A respiratory face
mask is provided suitably sized and configured to engage at least the
nose portion and mouth portion of a patient's face. Gas from a
gas supply and
scavenging set normally used in
dentistry is operatively coupled to the
mask via a
breathing circuit to supply fresh gas and evacuate exhaled
waste gas. A gas flow compensator in the
breathing circuit automatically prevents re-
breathing of exhaled gas. Because the
mask has a sealing
cushion,
contamination of the clinical room where the apparatus is being used also is avoided.
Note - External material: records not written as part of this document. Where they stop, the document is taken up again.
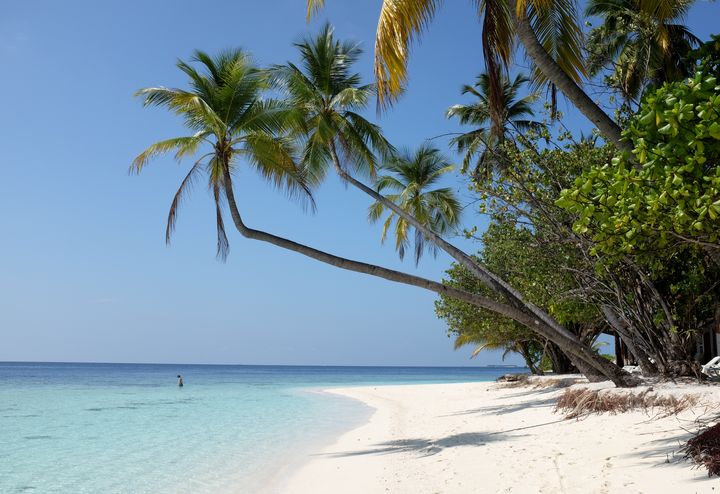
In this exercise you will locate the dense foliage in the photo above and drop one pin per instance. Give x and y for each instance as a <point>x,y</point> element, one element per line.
<point>668,192</point>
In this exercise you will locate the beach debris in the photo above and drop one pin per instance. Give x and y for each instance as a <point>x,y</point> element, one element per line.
<point>580,402</point>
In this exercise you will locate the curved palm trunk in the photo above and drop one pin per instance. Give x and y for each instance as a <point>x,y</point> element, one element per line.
<point>572,346</point>
<point>607,126</point>
<point>594,364</point>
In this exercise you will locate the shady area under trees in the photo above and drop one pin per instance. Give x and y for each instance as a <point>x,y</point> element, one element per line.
<point>614,232</point>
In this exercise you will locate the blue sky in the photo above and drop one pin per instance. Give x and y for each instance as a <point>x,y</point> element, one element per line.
<point>84,271</point>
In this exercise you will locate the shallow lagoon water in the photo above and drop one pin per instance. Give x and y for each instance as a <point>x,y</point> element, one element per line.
<point>128,428</point>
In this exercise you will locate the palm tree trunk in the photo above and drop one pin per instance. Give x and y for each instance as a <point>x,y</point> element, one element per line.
<point>579,98</point>
<point>571,345</point>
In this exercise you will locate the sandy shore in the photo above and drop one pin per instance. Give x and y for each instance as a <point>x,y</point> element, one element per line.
<point>480,437</point>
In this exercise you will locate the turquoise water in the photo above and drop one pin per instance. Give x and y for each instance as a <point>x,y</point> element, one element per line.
<point>128,428</point>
In an alternatively preferred embodiment, the fresh
gas supply tube and the
exhalation limb of the breathing circuit are replaced by a single length of co-axial flexible tubing connected between the face mask and a branched
coupling. The branched
coupling, in turn, includes a first
branch for connection to the fresh
gas supply nozzle of the “dental” set-up and a second
branch for connection to a flexible flow-through
reservoir bag used to store waste or exhaled gas. A one-way valve is disposed between the second
branch output
nozzle and the input of the flexible bag. The output of the flexible flow-through bag is connected to the vacuum module of the “dental” set-up. The second branch of the
coupling, the one-way valve, and the flexible flow-through
reservoir bag define the
exhalation limb of the breathing circuit.